The Formnext Start-up Challenge recognizes companies that are no older than five years for their innovative and viable business ideas. Its distinguished judging panel consists of prominent representatives from the realms of industry, science, media, and investment.
The winners of the 2020 Formnext Start-up Challenge
External real-time monitoring:
Addiguru offers an easy-to-use real-time monitoring system for additive manufacturing that it says won’t break the bank. Its monitoring technology is manufacturer-agnostic and integrates well into both established and newly developed AM units that work with metal. It involves a camera that connects to an external computer and looks down onto the powder bed from above. The US start-up’s software automatically recognizes the relevant images and sends the photos taken to a self-learning algorithm for analysis.
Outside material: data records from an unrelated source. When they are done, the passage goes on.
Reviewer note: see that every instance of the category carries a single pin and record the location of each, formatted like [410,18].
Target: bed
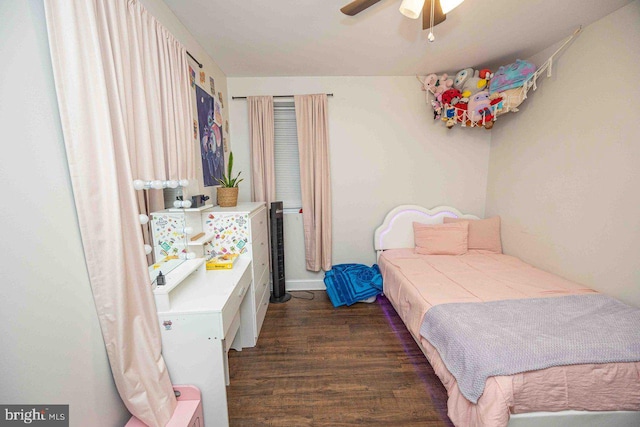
[582,394]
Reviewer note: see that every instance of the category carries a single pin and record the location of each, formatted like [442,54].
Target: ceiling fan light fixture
[449,5]
[411,8]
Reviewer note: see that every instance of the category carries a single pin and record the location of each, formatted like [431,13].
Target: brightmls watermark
[35,415]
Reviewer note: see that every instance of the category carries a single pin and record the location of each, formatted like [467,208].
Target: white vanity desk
[199,320]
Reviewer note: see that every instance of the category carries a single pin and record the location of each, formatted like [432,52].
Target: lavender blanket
[481,340]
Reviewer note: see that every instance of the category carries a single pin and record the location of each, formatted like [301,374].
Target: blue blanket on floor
[479,340]
[349,283]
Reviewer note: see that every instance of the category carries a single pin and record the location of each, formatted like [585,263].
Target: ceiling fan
[411,9]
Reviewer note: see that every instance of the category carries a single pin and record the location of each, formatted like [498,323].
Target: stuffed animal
[429,83]
[473,85]
[437,109]
[480,107]
[450,96]
[486,74]
[512,76]
[443,84]
[450,123]
[461,78]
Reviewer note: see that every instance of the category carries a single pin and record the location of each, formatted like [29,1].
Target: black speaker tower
[277,254]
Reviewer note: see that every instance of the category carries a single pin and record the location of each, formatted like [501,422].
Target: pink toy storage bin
[188,412]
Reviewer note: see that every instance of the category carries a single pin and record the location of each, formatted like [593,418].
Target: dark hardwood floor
[316,365]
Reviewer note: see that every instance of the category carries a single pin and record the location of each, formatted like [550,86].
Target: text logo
[34,415]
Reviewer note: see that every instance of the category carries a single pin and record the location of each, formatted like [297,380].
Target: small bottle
[160,281]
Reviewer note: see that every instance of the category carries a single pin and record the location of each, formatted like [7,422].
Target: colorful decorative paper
[192,76]
[168,235]
[212,86]
[211,149]
[231,233]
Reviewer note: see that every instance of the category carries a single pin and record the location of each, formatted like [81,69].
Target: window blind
[287,162]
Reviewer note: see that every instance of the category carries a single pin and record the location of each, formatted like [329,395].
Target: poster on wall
[211,145]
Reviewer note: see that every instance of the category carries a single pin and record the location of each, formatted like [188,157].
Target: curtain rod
[192,57]
[275,96]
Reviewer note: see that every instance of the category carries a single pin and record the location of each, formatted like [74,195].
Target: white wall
[385,150]
[51,348]
[564,171]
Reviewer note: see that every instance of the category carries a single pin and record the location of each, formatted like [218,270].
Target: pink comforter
[414,283]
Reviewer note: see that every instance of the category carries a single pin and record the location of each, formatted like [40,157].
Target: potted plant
[228,190]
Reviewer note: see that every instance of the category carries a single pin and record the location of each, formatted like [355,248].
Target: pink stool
[188,412]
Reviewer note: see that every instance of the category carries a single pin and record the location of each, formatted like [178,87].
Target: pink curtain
[123,94]
[313,145]
[261,129]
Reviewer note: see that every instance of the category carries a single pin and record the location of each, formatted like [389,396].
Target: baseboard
[304,285]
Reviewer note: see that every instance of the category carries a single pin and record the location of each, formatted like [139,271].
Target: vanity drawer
[232,306]
[258,224]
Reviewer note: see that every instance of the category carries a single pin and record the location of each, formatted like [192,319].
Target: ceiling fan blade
[438,16]
[357,6]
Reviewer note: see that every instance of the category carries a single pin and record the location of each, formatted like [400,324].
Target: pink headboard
[396,231]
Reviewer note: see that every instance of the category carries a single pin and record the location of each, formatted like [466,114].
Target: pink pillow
[484,234]
[440,239]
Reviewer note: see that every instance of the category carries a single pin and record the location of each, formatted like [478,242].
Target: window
[287,162]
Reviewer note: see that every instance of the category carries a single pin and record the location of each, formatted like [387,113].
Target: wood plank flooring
[316,365]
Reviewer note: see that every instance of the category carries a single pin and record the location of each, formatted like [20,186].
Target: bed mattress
[414,283]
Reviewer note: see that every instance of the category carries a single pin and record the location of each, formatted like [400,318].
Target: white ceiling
[252,38]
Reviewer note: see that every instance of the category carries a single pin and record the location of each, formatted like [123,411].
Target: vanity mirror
[165,231]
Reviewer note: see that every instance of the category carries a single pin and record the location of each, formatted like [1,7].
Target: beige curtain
[313,145]
[261,129]
[123,94]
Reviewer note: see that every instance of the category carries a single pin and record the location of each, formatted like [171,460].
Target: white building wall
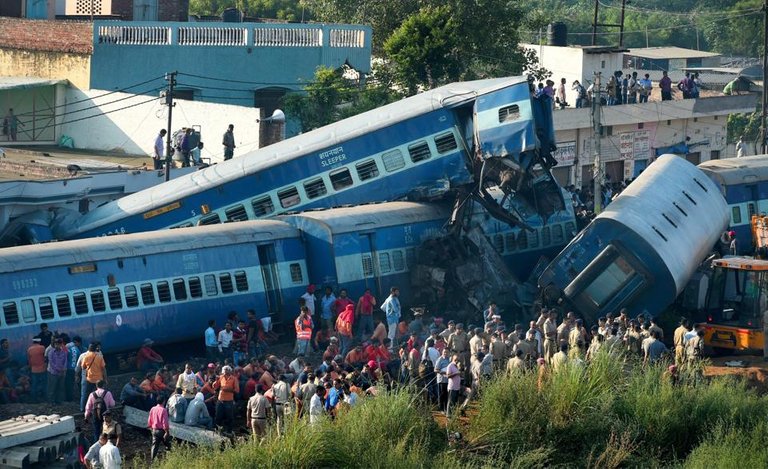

This then detects anomalies and informs the user accordingly.
If you ask AM Flow, the “dark secret” of additive manufacturing is that an imbalance in investment (mainly in 3D printers and software) has led to a significant bottleneck — one that comes after the actual 3D printing in the production process. This was what prompted the Dutch start-up to develop an end-to-end solution for post-processing and offer Industry 4.0 technology for the AM sector. By digitalizing and automating the production process, AM Flow primarily wants to significantly reduce the labor costs involved in post-processing, which are typically still quite high. The company’s comprehensive solution covers everything from component recognition, handling, and sorting to packing and transport. It uses a variety of technologies — including 3D shape recognition, industrial image processing systems, and AI software – to automate products and processes once 3D printing has already taken place.
Turning scrap metal into AM powder
The aim of the Californian start-up Molyworks is to establish a sustainable means of recycling scrap metal (swarf or used powder and components, for example) back into the production process in order to manufacture more metal powder for 3D printing. To that end, its founders developed the Greyhound system in a garage back in 2015. It now consists of a mobile melting furnace and an innovative powder atomization system. Molyworks’ young team has conducted trials with 21 different metals, including titanium, steel, nickel, aluminum, and copper. One of the main reasons why the company won the inaugural AM Ventures Impact Award has to do with Greyhound’s potential to save a great deal of resources. According to Molyworks, metal production accounts for seven percent of the entire world’s energy consumption.
Nemat X is a Swiss start-up that was founded as a spin-off of ETH Zurich in 2020. With its “Nematic 3D Printing” technology, it plans to usher in the next generation of 3D printing with high-performance polymers and significantly surpass the current benchmarks in corresponding end-use components. Nemat X’s target industries include aerospace, medicine, electronics, and industrial applications in which parts are exposed to harsh environmental conditions.
Automated design software
The British start-up Toffee AM has come up with automated design software that requires nothing more than a design space, fluid/material conditions, and the type of performance that needs to be optimized in the component in question. The company, which was founded as a spin-off of Imperial College London, now licenses the software (known as Toffee) to its customers. Toffee is capable of optimizing both individual parts and entire systems — by reducing the overall number of parts required, for instance. It is already being used in Formula 1 and in the aviation and oil and gas industries.